His research interests include the continued development and extension of 3D bioprinting technology, and further innovations in functional neuromodulatory techniques using focused ultrasound (FUS), along with their clinical translations through collaboration with clinicians and researchers worldwide. With over 90 peer-reviewed publications, Dr. Yoo has made a large contribution to the current literature in his field.

Dr. Ye Fang, Corning - 2014

"Corning Life Sciences Research and Development"

Dr. Ye Fang is the Research Director and Research Fellow of the Biochemical Technologies in the Science & Technology Division at Corning Incorporated in New York (NY, USA). He received his BSc in Chemistry from the Hubei University, MSc in Physical Chemistry from the Wuhan University, and PhD in Physical Chemistry from the Institute of Chemistry, Chinese Academy of Sciences, China. Following postdoctoral research at the University of Vermont from 1995 to 1996 and at the Johns Hopkins University School of Medicine from 1996 to 2000, he joined Corning Incorporated as a Senior Research Scientist. He has published 1 book, 1 market report, 18 book chapters, and more than 110 journal articles. He holds 26 U.S. granted patents and 66 patent applications. His current research interests are Biosensors, Biophysics, Chemical Biology, Systems Pharmacology, and Bioprocessing. 

Dr. Cheng Dong, PSU - 2014 

"Biomechanics in Cancer and Inflammation"

Cheng Dong is Distinguished Professor of Biomedical Engineering and Head of the Penn State Department of Biomedical Engineering.
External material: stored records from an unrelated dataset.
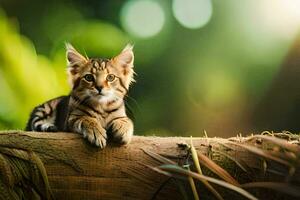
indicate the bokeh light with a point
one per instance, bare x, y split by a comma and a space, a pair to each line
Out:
142, 18
192, 13
281, 16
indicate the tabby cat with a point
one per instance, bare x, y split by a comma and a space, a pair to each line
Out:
96, 102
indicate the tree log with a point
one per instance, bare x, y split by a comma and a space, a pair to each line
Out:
77, 170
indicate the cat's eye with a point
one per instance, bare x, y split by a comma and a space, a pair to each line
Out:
110, 77
89, 77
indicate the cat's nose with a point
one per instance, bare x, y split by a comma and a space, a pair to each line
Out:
99, 89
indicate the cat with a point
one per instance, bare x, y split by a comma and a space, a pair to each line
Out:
95, 104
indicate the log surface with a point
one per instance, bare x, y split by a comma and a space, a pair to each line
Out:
77, 170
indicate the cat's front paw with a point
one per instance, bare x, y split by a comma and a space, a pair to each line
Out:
95, 135
122, 130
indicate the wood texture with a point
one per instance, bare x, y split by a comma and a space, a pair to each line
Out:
77, 170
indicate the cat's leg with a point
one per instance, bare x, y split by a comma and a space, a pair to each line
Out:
122, 130
90, 128
42, 117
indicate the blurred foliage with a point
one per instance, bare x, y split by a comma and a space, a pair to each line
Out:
28, 79
188, 80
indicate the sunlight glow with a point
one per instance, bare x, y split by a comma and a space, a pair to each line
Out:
142, 18
281, 16
192, 13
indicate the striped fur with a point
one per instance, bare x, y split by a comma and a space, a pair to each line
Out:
96, 102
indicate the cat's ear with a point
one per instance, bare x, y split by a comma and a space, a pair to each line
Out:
126, 57
73, 56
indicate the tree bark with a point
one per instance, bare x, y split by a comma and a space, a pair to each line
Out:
77, 170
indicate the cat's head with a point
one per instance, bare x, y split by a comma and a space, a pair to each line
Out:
100, 80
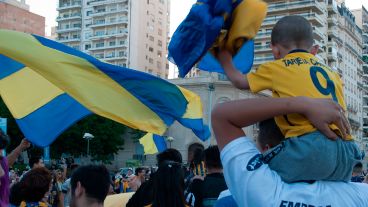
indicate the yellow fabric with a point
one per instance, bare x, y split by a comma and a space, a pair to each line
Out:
148, 143
85, 83
118, 200
194, 108
290, 77
246, 20
33, 88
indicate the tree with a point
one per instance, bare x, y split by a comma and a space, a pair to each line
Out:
107, 142
108, 139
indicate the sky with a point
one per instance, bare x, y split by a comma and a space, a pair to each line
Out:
179, 9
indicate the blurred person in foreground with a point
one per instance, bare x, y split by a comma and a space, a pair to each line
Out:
89, 186
145, 194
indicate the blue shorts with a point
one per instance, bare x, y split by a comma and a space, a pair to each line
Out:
314, 157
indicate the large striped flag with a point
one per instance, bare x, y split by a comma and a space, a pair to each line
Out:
48, 86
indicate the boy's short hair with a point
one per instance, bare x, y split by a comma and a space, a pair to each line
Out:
269, 133
292, 31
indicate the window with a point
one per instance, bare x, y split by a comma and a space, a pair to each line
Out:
100, 44
87, 46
He received several prestigious honors and awards, including the NSF Faculty Career Award, American Cancer Society Faculty Research Award, ASME Y.C. Fung Young Investigator Award, BMES Harold Lamport Young Investigator Award, ASME Melville Medal, and ASME Best Journal Paper Award. The major focus of Dr. Dong's research is to elucidate biomechanical, biophysical and biochemical aspects of cellular function in the circulatory systems, with particular interest in cellular biomechanics, cell adhesion, cell migration, cell signaling, systems biology, and multi-scale modeling of biological systems. Current research at Penn State includes studies of micro-hemodynamics, leukocyte rheology, intercellular and intracellular signaling, cancer immunology and metastases. 

Dr. Larry Nagahara, NIH - 2014

"Testing the Landscape of Oncology: An Engineering and Physical Sciences Perspectives"
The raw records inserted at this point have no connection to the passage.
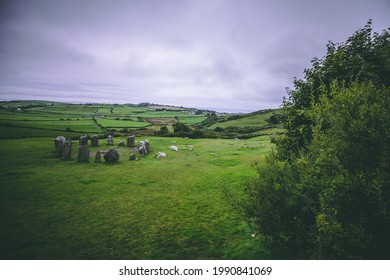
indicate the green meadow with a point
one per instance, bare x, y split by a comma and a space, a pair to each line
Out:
183, 206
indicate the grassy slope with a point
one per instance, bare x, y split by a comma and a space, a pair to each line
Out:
177, 207
251, 120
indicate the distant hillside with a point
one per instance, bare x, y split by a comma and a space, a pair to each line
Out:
20, 119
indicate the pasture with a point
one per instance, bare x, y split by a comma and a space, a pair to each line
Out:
184, 206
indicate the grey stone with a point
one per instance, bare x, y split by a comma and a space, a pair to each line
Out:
131, 141
83, 153
132, 156
67, 149
147, 145
98, 157
94, 140
111, 156
110, 140
83, 140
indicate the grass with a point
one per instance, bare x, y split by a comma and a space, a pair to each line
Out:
251, 120
184, 206
121, 123
179, 207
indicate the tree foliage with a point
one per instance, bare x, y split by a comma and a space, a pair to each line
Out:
324, 192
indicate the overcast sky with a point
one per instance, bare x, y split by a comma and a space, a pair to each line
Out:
227, 55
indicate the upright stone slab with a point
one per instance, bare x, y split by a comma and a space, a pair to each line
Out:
111, 156
147, 146
131, 141
83, 140
110, 140
58, 143
67, 149
142, 149
83, 153
132, 156
98, 157
95, 141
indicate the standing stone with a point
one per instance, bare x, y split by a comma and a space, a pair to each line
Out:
142, 148
95, 141
98, 157
58, 143
83, 140
111, 156
110, 140
57, 140
132, 156
147, 145
83, 153
67, 149
131, 141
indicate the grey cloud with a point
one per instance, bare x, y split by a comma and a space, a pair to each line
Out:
217, 53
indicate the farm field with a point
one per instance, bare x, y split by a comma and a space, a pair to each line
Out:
257, 120
183, 206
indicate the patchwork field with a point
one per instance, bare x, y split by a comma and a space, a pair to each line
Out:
183, 206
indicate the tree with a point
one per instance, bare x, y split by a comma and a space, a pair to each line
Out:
364, 57
325, 191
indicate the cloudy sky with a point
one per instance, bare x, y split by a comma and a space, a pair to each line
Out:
228, 55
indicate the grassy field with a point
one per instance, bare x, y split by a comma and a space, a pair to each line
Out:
179, 207
258, 120
184, 206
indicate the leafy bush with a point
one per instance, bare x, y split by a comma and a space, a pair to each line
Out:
324, 193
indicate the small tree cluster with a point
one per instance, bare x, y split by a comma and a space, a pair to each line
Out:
325, 191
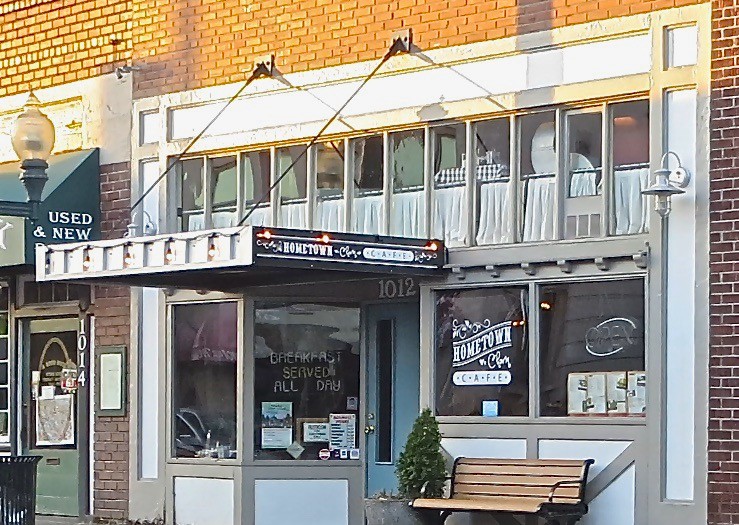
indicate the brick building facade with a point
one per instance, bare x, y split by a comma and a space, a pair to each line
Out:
180, 47
723, 468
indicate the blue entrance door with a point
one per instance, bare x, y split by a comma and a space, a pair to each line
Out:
393, 389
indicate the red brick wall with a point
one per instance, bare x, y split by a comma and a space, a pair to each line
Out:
112, 327
45, 43
184, 45
723, 430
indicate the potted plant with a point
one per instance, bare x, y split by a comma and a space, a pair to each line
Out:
421, 473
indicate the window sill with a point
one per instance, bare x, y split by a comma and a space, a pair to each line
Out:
549, 420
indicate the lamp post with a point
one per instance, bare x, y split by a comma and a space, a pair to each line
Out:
33, 139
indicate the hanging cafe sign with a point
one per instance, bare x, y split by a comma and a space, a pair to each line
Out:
239, 256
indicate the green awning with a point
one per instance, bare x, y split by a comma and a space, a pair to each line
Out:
69, 209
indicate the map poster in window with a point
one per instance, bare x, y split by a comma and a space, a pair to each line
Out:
55, 421
343, 431
277, 424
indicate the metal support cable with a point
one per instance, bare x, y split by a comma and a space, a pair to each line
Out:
396, 47
260, 71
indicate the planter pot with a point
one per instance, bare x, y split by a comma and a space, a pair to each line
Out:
391, 512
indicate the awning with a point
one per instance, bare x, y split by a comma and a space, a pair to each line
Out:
69, 209
233, 258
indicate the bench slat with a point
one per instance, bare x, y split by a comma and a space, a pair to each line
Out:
523, 462
515, 490
520, 505
529, 470
512, 479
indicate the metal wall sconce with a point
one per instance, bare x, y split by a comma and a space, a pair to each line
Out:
667, 183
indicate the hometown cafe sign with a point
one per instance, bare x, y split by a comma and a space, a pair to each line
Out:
481, 350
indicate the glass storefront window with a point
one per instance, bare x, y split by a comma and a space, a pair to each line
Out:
223, 183
583, 206
192, 197
450, 209
329, 212
493, 149
204, 369
257, 173
408, 208
4, 364
293, 186
306, 382
630, 132
591, 338
482, 352
369, 205
538, 165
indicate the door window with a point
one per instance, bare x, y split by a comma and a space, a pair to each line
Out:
53, 355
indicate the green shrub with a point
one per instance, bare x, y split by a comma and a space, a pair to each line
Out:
421, 462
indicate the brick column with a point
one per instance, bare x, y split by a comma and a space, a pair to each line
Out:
112, 327
723, 428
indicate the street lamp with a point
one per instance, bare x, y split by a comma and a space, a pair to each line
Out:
33, 139
667, 183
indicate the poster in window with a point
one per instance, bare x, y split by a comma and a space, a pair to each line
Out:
277, 424
55, 421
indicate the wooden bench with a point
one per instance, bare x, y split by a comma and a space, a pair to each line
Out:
552, 489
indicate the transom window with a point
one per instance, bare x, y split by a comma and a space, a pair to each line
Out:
554, 174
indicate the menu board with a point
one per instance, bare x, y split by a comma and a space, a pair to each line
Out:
343, 433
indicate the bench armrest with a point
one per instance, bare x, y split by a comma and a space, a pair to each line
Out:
562, 484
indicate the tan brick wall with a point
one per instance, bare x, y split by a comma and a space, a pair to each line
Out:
47, 43
184, 45
112, 327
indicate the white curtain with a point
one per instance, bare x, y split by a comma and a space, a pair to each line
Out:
450, 215
368, 212
538, 222
583, 183
407, 214
329, 214
261, 216
294, 215
495, 215
631, 210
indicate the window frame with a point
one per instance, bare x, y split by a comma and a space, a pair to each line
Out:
534, 348
472, 198
170, 425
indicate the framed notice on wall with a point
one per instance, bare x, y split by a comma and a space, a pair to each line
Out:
110, 381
Dr. Nagahara is an Associate Director in the Division of Cancer Biology at the National Cancer Institute (NCI)/National Institutes of Health (NIH), where he directs and coordinates NCI's Physical Sciences in Oncology Initiative that brings research activities related to expanding the role of the physical sciences and engineering in cancer research, which includes the Physical Sciences – Oncology Centers (PS-OC) Program. Previously, he served as the Nanotechnology Projects Manager for NCI's Alliance for Nanotechnology in Cancer in which he helped oversee the development of promising nano-based diagnostics and therapeutics projects and turned them into applications that ultimately benefit cancer-care. He currently represents NCI on the NIH Biomarker Consortium, Cancer Steering Committee and the Trans-NIH Nano Task Force, which is tasked to develop NIH-wide scientific and policy vision for nanotechnology. He has been actively involved in advanced technologies for over 20 years, most notably novel scanning probe microscopy development, carbon nanotube applications, molecular electronics, nanoenergy, and nanosensors. Before joining NCI, he was a Distinguished Member of the Technical Staff at Motorola and led their nanosensor effort. Dr. Nagahara has published over 95 technical papers, 3 book chapters, and over 25 patents issued/filed in these fields. He is currently an adjunct professor (Department of Physics) at Arizona State University and an Associate Editor for IEEE Sensors Journal. He is also a Fellow of the American Association for the Advancement of Science (AAAS), American Physical Society (APS), IEEE and a former member of Motorola's Scientific Advisory Board.